Research by homelessness charity St Mungo’s in 2016 identified lack of specialist mental health provision as the main cause of increased rough sleeping: four out of ten people whom homelessness workers came into contact with had at least one mental health problem, yet 86 per cent reported a lack of beds for people with mental health issues.50 The report calculated that, on average, local authority funding for services for helping ‘vulnerable people’ avoid homelessness was cut by 45 per cent in the five years from when David Cameron’s coalition took power.51 Not only had austerity cuts increased the odds of someone becoming homeless; they had also shredded the safety net that might previously have caught them.
What’s precarious for healthy renters is particularly so for disabled people – who are less likely to be in work or have a high wage and are typically more reliant on social security, while having less choice in the private rental market and higher odds of being cut off from social housing due to the lack of accessible properties. This translated into an explosion in the number of disabled people without a home since the recession. Figures from the Department for Communities and Local Government in December 2017 showed that disabled people have been disproportionately hit by increasing homelessness, with homelessness (defined as including those in temporary accommodation as well as rough sleepers) among people with mental and physical health problems having increased by around 75 per cent since 2010.

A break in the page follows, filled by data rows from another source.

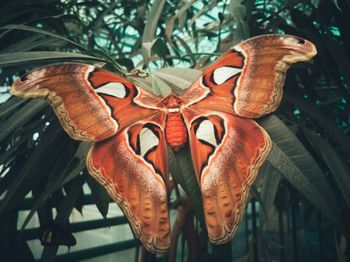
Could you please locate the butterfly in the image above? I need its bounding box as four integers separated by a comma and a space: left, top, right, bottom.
11, 35, 316, 253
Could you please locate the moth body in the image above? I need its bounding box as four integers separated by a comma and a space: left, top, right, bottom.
165, 112, 187, 151
160, 94, 188, 151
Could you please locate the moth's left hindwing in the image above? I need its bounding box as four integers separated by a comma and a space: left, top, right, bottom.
11, 63, 170, 253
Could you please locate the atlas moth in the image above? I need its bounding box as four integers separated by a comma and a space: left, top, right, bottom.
11, 35, 316, 253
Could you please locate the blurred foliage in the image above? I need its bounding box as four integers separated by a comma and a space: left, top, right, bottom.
0, 0, 350, 261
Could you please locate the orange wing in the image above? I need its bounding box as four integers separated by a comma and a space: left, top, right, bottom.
186, 111, 271, 244
182, 35, 316, 118
87, 113, 170, 253
11, 63, 170, 252
181, 35, 316, 244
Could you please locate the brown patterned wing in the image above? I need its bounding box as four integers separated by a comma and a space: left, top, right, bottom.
11, 63, 159, 141
185, 111, 271, 244
87, 113, 170, 253
182, 35, 316, 118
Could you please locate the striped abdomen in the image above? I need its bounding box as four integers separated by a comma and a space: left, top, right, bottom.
165, 112, 187, 151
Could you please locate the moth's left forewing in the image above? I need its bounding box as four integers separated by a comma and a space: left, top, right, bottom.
87, 113, 170, 253
183, 35, 317, 118
185, 111, 271, 244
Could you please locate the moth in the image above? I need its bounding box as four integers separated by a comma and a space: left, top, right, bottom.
11, 35, 316, 253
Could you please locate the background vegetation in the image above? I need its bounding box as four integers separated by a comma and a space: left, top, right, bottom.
0, 0, 350, 261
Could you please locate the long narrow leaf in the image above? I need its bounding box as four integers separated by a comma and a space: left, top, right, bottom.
0, 51, 106, 67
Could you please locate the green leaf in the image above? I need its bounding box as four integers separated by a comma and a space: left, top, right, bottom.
151, 75, 171, 97
174, 146, 205, 226
142, 0, 166, 43
86, 175, 111, 218
0, 25, 87, 51
165, 0, 197, 39
0, 51, 106, 67
0, 99, 47, 142
142, 0, 166, 65
259, 115, 341, 223
151, 37, 169, 59
303, 129, 350, 208
153, 67, 202, 94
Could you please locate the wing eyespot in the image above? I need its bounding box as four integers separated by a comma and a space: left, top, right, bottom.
95, 82, 129, 98
211, 66, 242, 85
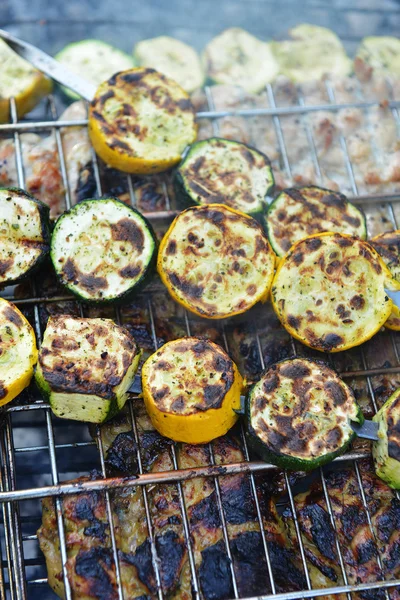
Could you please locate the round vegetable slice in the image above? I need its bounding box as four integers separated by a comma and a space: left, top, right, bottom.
372, 388, 400, 490
54, 39, 134, 100
51, 198, 156, 303
89, 68, 197, 174
370, 230, 400, 331
271, 233, 392, 352
246, 358, 364, 471
265, 186, 367, 256
0, 298, 37, 406
133, 35, 204, 94
0, 39, 53, 123
157, 204, 275, 319
0, 188, 50, 285
142, 337, 243, 444
175, 138, 274, 216
203, 27, 278, 94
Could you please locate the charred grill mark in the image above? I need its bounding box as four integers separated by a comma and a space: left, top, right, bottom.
111, 218, 144, 253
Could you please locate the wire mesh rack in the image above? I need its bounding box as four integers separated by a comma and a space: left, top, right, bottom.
0, 74, 400, 600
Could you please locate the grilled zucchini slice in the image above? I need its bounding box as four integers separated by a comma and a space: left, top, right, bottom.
54, 40, 135, 100
0, 40, 52, 123
265, 186, 367, 256
157, 204, 275, 319
0, 298, 37, 406
0, 188, 50, 285
271, 232, 392, 352
203, 27, 278, 94
50, 198, 156, 303
35, 315, 141, 423
271, 23, 352, 83
372, 388, 400, 490
370, 230, 400, 331
356, 36, 400, 77
89, 68, 197, 174
175, 138, 274, 217
142, 337, 243, 444
246, 358, 364, 471
133, 35, 204, 94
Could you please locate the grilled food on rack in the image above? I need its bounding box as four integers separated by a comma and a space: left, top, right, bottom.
265, 186, 367, 256
0, 188, 50, 285
35, 315, 141, 423
271, 24, 352, 83
51, 198, 156, 303
38, 402, 306, 600
370, 230, 400, 331
54, 40, 134, 100
0, 40, 52, 123
284, 461, 400, 600
133, 35, 204, 94
0, 298, 37, 406
142, 337, 243, 444
203, 27, 278, 94
157, 204, 275, 319
175, 138, 274, 217
372, 388, 400, 489
89, 68, 197, 174
246, 358, 364, 471
272, 233, 394, 352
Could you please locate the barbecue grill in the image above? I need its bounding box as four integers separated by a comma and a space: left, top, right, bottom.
0, 7, 400, 600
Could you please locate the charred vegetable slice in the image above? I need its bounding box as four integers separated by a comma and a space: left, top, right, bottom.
35, 315, 141, 423
265, 186, 367, 256
203, 27, 278, 94
0, 298, 37, 406
271, 23, 352, 83
175, 138, 274, 216
370, 230, 400, 331
0, 188, 50, 284
55, 40, 134, 100
272, 233, 392, 352
89, 68, 197, 174
0, 40, 52, 123
142, 337, 243, 444
51, 198, 156, 302
246, 358, 364, 471
372, 388, 400, 490
157, 204, 275, 319
133, 35, 204, 94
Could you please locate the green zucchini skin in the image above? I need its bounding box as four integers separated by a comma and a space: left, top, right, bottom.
0, 187, 51, 285
50, 196, 158, 305
174, 137, 275, 220
244, 358, 364, 471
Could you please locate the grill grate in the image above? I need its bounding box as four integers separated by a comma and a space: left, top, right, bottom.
0, 76, 400, 600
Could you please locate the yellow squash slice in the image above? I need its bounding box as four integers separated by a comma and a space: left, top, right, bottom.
157, 204, 275, 319
142, 337, 243, 444
89, 68, 197, 174
0, 40, 52, 123
370, 229, 400, 331
271, 233, 393, 352
0, 298, 38, 406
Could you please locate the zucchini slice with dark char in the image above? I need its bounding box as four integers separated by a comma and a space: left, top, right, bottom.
51, 198, 156, 303
175, 138, 274, 217
35, 315, 141, 423
89, 68, 197, 175
0, 188, 50, 285
157, 204, 275, 319
372, 388, 400, 490
271, 233, 393, 352
265, 186, 367, 256
370, 229, 400, 331
246, 358, 364, 471
142, 337, 243, 444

Paul has ME and has been sleeping rough in London for nine years. For a decade, the fifty-year-old was working in public relations in the capital, earning £40,000 at his highest point. But holding down a job with a debilitating illness was an uphill battle – ‘By the time I left the company I literally couldn’t string two words together,’ he says of his last role – and in 2001 he had to stop altogether. As for many, the trigger of Paul’s homelessness was losing his private tenancy; an error with a credit rating was enough for him to be evicted from his flat. The stress brought on an ME relapse – exhaustion so severe that he couldn’t get out of bed and was hospitalized for three months. For a while, he was a ‘bed blocker’ – technically well enough to leave but with nowhere else to go, he fought to keep his bed. ‘I wouldn’t let them discharge me to the streets in a wheelchair,’ he says. ‘They did that to some poor unfortunate a few weeks after me and he died the next day.’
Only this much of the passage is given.